Here is the key takeaway: American individuals, companies and foundations donated an estimated $471.44 billion to U.S. charities in 2020. This represents an increase of 3.8% over 2019 when adjusted for inflation and an all-time high for charitable giving in the United States.

Among the highlights:*

  • Giving to education organizations increased by an estimated 7.7% to $71.34 billion.
  • Giving to human services organizations increased by an estimated 8.4% to $65.14 billion.
  • Giving to public-society benefit organizations increased by an estimated 14.3% to $48 billion.
  • Giving to international affairs increased by an estimated 7.8% to $25.89 billion.
  • Giving to environmental and animal organizations increased by an estimated 10.3% to $16.14 billion.

Somewhat ironically, considering the support given to hospitals and health-care workers during COVID, giving in the category of health dropped by an estimated 4.2% to $42.12 billion. However, the Giving USA Foundation notes this was more than likely due to a decline in participation in the “many in-person walks, runs and other fundraising events that disease-specific health organizations host as major fundraisers.” 

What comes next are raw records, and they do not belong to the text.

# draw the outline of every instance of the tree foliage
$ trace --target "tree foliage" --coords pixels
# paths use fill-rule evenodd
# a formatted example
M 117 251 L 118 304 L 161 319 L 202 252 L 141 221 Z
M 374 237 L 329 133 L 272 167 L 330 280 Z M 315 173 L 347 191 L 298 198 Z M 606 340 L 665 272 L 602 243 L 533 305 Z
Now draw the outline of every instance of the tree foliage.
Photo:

The same can likely be said for the arts, culture and humanities, which saw a decline of 8.6% to $19.47 billion. Hopefully, as the world awakens from COVID-induced isolation in search of community and entertainment, these numbers will improve drastically by the close of 2021.

 Speaking of 2021, the early returns show no slowing down for charitable giving this year. The Fundraising Effectiveness Project estimates a total dollar increase of 6% for the first quarter according to its quarterly fundraising report.

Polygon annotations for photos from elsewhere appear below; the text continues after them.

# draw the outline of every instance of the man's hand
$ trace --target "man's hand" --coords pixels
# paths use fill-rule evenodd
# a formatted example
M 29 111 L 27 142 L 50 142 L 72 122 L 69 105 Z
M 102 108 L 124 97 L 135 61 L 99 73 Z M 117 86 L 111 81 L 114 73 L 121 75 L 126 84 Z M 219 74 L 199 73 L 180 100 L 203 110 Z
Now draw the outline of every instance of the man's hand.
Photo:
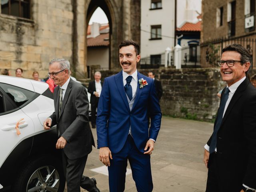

In times of crisis, speed and agility are critical factors in relieving the suffering of people in need – two competitive advantages for philanthropy when compared to the response of government agencies.

It is inspiring to see that in these moments, when fear, pain and insecurity are at their apex, and our survival instincts try to coax us into self-protection, there are so many who can rise above them to do what is both simple and difficult at the same time – give.

Giving USA 2021: The Annual Report on Philanthropy for the Year 2020, a publication of Giving USA Foundation, 2021, researched and written by the Indiana University Lilly Family School of Philanthropy. Available online at www.givingusa.org.

*Note: All numbers listed have been adjusted for inflation.